On October 26, 2002, the Medical Device User Fee and Modernization Act (MDUFMA) became law in the United States. While the act was primarily aimed at amending laws pertaining to fees charged to medical device manufacturers for applications, submissions and reports, it also contained verbiage regarding electronic distribution of labeling information.
Section 352(f) of title 21 of the United States Code is a whopping 711 pages! Page 144 of the document contains the following:
“Required labeling for prescription devices intended for use in health care facilities may be made available solely by electronic means provided that the labeling complies with all applicable requirements of law and, that the manufacturer affords health care facilities the opportunity to request the labeling in paper form, and after such request, promptly provides the health care facility the requested information without additional cost.”
In 2002 this particular element of the federal law was quite forward-thinking for the US government. Keep in mind, the internet was new to many citizens, dial-up internet connections were still common in households, and smartphones and tablets were years from being released. Now that internet access is no longer a luxury, more attention is being given to the electronic labeling element of this law. Wide-spread internet access and data portability, combined with environmental and financial implications, has triggered an interest in electronically delivering instructions for use (IFU) instead of providing a printed copy with every device.
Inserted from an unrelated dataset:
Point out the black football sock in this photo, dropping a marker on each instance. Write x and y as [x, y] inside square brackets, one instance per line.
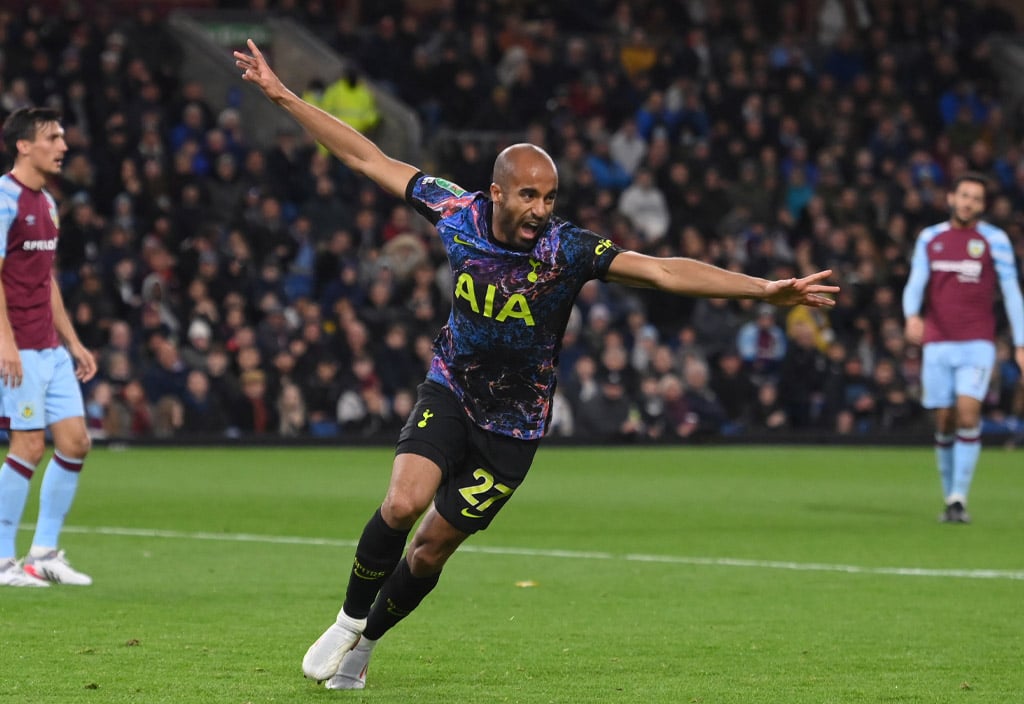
[379, 551]
[399, 596]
QTS and our customers have been exploring implementation of e-labeling, specifically in regards to the definition of “Health Care Facility”. It appears that the term “Health Care Facility” is not explicitly defined in title 21 of the United States Code, nor is it explicitly included in title 21 of the Code of Federal Regulations. Instead, communications provided from FDA’s Center for Devices and Radiological Health indicate that the equivalent definition would be “Device User Facility” as included in 21 CFR 803, which is as follows:
“Device user facility means a hospital, ambulatory surgical facility, nursing home, outpatient diagnostic facility, or outpatient treatment facility as defined in this section, which is not a physician’s office, as defined in this section. School nurse offices and employee health units are not device user facilities.”
Bottom Line for Medical Device Manufacturers
If your product is a prescription device, and it is intended to be used in a hospital, ambulatory surgical facility, nursing home, outpatient diagnostic facility, or outpatient treatment facility – you may be eligible to switch to electronic delivery of your IFU for United States customers. However, if your device is intended for use in another type of facility, such as a physician or dental office, you may have to hold off on converting to an e-labeling system.
When considering a change to product labeling, QTS recommends that manufacturers consult their regulatory professionals and consider the needs of their customers prior to implementation.